|A view introduced more or less coincidentally by several
comparative-historical social scientists that religion in the West, and
particularly in the United States, has been undergoing a process of
fundamental orientational change in which feminine (rather than masculine)
images of the nature of deity and the role of the clergy come to
predominate. God is seen as loving and consoling, rather than as
authoritarian and judgmental; similarly, members of the clergy are seen as
"helping professionals" rather than as representatives of God's
justice. These changes have been related to both cultural (e.g., Welter
1976, Swatos 1992) and sociostructural variables (e.g., Schoenfeld and
Mestrovic 1991), both as "cause" and as "effect." The
feminization thesis is particularly powerful in explaining shifts in the
practices of organized religions that have opened the ordained ministry to
women (see Nesbitt 1997). Recently, the feminization thesis has also been
applied to politics.
—William H. Swatos, Jr .
P.D. Nesbitt, The Feminization of the Clergy in America (New York: Oxford University Press, 1997)

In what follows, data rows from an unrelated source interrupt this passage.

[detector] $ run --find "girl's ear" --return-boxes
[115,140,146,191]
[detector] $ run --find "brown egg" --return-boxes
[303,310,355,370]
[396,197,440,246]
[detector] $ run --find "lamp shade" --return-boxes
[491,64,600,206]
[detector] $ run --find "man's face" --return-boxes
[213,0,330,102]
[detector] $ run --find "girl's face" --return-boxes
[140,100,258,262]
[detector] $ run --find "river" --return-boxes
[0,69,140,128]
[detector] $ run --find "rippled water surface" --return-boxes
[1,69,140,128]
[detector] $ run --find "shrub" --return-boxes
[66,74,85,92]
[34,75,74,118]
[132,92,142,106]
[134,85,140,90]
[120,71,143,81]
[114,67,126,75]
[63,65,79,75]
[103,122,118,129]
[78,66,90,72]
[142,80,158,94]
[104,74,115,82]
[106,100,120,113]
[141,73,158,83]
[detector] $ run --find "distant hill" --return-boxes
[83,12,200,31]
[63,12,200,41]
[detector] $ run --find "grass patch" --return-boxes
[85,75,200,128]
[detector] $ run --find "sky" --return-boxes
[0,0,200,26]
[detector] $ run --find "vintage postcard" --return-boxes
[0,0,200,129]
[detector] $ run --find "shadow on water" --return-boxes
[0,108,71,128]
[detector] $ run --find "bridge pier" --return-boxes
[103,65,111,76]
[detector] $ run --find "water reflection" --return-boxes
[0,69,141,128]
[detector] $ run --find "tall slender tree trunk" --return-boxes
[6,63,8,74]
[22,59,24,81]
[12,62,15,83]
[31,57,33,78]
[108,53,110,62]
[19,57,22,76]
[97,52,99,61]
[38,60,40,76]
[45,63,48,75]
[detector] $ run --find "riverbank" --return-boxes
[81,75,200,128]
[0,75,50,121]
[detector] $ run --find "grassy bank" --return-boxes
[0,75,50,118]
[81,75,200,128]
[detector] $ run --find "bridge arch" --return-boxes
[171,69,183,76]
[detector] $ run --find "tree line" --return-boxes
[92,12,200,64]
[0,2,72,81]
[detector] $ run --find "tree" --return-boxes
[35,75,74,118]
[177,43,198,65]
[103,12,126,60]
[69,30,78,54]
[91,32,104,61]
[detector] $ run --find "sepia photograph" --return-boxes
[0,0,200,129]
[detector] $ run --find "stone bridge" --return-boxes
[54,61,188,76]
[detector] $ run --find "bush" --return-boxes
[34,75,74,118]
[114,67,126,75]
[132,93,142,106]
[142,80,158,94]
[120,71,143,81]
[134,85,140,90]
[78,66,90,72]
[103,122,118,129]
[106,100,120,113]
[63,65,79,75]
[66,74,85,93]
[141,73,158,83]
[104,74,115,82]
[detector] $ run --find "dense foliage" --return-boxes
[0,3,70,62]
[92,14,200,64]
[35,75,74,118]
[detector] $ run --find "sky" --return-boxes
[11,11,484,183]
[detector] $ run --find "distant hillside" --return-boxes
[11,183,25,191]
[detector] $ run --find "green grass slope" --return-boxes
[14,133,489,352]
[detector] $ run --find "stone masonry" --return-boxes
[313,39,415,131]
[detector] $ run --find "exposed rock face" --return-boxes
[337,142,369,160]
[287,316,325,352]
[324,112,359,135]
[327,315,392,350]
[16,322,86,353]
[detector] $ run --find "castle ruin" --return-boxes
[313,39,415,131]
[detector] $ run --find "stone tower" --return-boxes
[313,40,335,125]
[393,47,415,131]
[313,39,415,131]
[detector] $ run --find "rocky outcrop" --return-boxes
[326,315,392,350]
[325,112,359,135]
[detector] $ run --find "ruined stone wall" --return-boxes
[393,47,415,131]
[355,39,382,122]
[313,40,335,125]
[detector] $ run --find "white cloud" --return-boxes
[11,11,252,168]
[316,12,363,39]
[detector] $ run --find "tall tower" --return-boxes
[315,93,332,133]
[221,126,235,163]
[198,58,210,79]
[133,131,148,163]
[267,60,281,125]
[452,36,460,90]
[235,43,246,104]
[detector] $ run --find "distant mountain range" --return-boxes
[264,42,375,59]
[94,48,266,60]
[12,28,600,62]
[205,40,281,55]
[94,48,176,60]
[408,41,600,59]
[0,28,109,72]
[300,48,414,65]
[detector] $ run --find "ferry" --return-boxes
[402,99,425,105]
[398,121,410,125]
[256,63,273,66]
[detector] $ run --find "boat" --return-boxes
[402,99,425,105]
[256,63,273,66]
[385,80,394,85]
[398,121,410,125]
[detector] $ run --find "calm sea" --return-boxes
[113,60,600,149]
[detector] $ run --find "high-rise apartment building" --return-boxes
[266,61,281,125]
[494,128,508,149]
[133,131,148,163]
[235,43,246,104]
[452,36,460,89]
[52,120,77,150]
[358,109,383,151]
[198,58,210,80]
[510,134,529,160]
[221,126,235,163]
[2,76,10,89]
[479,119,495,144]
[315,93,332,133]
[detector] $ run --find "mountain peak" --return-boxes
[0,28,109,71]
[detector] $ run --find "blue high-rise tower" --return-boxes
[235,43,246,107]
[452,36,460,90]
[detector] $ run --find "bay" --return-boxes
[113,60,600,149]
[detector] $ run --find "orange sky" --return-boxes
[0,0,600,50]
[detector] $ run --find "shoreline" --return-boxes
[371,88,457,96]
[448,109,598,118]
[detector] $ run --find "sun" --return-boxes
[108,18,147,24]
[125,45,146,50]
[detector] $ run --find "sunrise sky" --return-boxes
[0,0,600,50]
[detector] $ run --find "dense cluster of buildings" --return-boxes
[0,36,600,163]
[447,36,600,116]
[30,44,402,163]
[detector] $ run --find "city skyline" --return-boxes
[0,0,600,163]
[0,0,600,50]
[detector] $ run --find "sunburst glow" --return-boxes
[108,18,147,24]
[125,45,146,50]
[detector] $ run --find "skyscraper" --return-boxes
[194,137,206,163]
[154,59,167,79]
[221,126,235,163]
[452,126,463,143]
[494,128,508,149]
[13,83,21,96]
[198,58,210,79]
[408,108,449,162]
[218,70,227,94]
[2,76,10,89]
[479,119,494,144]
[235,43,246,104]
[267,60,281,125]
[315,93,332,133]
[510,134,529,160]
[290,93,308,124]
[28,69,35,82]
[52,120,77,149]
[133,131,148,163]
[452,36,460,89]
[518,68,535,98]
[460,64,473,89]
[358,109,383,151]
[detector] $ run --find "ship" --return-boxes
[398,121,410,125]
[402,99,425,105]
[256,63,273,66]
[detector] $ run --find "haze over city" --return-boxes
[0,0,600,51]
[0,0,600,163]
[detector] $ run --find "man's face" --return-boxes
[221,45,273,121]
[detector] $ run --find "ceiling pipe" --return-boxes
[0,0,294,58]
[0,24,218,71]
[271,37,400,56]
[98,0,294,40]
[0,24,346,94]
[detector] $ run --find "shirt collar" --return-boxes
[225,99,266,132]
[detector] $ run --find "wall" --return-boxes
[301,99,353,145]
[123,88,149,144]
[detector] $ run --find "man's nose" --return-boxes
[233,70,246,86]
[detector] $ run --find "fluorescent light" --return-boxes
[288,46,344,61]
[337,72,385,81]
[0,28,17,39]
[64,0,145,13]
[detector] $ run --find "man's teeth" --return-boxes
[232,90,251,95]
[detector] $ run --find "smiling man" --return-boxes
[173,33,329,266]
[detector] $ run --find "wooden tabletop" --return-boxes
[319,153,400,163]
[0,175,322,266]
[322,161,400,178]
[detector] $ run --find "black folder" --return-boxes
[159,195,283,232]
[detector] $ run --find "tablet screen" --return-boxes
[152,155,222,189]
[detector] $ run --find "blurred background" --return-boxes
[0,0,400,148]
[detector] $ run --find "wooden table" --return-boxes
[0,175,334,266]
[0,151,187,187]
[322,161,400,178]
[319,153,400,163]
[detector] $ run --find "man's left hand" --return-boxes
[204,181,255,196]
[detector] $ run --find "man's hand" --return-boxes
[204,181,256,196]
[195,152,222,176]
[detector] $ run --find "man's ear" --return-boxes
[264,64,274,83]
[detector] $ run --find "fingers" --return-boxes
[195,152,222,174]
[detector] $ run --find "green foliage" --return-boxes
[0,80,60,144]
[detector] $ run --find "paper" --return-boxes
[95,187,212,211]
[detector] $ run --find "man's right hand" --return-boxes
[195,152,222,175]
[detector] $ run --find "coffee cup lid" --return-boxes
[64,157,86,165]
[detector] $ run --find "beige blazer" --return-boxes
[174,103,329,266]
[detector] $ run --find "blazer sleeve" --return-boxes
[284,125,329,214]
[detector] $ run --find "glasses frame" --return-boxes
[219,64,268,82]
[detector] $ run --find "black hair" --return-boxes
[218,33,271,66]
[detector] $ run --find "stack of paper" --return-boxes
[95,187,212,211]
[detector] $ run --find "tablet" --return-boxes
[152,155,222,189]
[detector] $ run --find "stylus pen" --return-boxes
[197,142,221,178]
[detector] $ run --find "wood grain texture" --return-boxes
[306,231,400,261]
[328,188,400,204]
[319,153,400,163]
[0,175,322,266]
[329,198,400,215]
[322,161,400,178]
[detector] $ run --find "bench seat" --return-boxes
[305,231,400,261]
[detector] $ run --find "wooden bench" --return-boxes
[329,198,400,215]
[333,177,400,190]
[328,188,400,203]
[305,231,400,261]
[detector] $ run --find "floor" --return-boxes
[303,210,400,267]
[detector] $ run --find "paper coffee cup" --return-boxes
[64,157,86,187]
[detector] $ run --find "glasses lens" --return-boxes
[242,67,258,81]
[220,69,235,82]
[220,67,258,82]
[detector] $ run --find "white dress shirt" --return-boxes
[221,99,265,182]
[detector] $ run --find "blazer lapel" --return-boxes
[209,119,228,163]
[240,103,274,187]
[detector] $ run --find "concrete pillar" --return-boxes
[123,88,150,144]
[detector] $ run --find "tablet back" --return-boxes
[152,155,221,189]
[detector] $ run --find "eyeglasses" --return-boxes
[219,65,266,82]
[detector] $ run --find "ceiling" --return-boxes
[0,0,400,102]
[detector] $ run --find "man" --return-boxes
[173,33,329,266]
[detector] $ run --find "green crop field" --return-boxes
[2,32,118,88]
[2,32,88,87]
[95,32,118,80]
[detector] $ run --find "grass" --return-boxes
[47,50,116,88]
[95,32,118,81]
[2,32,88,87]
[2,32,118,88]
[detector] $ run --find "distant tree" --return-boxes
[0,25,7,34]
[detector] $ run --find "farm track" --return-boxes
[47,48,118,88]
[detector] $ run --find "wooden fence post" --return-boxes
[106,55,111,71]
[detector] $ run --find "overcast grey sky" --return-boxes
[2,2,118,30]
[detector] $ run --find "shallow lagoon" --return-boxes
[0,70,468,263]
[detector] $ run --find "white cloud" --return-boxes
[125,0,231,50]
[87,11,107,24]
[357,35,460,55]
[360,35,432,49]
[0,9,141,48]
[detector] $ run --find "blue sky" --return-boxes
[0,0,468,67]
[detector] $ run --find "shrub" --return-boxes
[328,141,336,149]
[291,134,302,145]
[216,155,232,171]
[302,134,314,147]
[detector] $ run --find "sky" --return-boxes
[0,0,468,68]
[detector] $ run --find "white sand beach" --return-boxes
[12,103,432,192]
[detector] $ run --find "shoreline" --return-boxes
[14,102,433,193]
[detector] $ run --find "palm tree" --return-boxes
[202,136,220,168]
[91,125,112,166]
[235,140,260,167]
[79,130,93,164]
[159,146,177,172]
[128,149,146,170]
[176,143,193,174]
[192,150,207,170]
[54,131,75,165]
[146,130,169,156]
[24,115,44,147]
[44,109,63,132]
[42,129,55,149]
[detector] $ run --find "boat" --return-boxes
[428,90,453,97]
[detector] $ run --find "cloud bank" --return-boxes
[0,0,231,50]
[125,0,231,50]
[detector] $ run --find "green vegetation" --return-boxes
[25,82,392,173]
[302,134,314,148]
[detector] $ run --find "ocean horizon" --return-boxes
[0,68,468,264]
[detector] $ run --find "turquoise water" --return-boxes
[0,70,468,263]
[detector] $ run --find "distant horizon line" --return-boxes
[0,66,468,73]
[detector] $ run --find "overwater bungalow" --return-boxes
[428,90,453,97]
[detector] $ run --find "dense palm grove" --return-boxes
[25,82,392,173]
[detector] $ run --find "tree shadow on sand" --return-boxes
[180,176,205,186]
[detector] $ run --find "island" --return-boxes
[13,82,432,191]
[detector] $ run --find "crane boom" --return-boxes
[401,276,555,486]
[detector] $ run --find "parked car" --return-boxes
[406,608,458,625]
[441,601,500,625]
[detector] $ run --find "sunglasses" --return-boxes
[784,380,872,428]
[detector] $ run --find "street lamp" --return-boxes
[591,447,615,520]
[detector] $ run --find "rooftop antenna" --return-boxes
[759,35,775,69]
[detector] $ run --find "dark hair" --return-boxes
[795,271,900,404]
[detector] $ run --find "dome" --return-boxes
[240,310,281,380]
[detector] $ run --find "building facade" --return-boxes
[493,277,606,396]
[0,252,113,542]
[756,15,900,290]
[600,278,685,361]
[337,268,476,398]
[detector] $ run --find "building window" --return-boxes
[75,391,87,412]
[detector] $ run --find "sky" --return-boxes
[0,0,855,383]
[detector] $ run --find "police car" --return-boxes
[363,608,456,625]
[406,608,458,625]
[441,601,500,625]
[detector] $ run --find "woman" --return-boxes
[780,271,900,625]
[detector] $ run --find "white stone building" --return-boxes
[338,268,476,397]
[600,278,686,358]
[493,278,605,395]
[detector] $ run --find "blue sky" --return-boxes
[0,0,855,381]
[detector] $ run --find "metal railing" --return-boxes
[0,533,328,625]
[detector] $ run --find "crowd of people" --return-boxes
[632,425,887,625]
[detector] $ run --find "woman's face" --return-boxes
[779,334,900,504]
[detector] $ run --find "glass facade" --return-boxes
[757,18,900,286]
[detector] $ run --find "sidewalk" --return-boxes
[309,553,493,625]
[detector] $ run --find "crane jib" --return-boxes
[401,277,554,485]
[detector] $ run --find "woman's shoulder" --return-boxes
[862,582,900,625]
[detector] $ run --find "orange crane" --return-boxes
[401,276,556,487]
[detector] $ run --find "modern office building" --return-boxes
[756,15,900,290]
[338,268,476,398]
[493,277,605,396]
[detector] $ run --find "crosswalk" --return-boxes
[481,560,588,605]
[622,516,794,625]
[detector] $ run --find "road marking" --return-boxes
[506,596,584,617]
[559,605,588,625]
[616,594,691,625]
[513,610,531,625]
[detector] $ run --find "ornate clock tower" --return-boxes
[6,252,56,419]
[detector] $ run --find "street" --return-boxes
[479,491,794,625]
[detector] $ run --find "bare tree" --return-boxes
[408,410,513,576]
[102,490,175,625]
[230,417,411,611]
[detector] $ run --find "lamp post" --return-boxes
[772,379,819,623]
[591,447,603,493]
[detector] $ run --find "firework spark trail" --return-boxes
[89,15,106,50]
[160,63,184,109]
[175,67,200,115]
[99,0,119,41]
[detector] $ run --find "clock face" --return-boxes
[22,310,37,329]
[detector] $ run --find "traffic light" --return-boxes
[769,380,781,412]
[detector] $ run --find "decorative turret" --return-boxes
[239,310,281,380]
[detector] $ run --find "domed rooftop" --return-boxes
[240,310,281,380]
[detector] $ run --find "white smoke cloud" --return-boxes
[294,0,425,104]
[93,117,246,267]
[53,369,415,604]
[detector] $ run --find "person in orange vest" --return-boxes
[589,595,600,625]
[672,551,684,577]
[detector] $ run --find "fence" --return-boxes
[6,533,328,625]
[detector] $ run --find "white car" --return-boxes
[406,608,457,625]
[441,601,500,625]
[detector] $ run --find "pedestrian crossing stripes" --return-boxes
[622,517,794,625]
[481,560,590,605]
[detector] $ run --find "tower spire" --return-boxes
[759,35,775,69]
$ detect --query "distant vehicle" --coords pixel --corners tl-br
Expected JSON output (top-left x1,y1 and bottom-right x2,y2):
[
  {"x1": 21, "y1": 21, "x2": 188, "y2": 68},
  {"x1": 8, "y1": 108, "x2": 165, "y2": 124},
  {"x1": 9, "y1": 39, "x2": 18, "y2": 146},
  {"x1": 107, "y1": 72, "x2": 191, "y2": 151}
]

E. Schoenfeld and S. Mestrovic, "With Justice and Mercy," Journal for the Scientific Study of Religion 30(1991):363-380
W.H. Swatos, Jr., "The Feminization of God and the Priesting of Women," in Twentieth-Century World Religious Movements in Neo-Weberian Perspective (Lewiston, N.Y.: Mellen, 1992)
B. Welter, "The Feminization of American Religion," Dimity Convictions (Athens: Ohio University Press, 1976).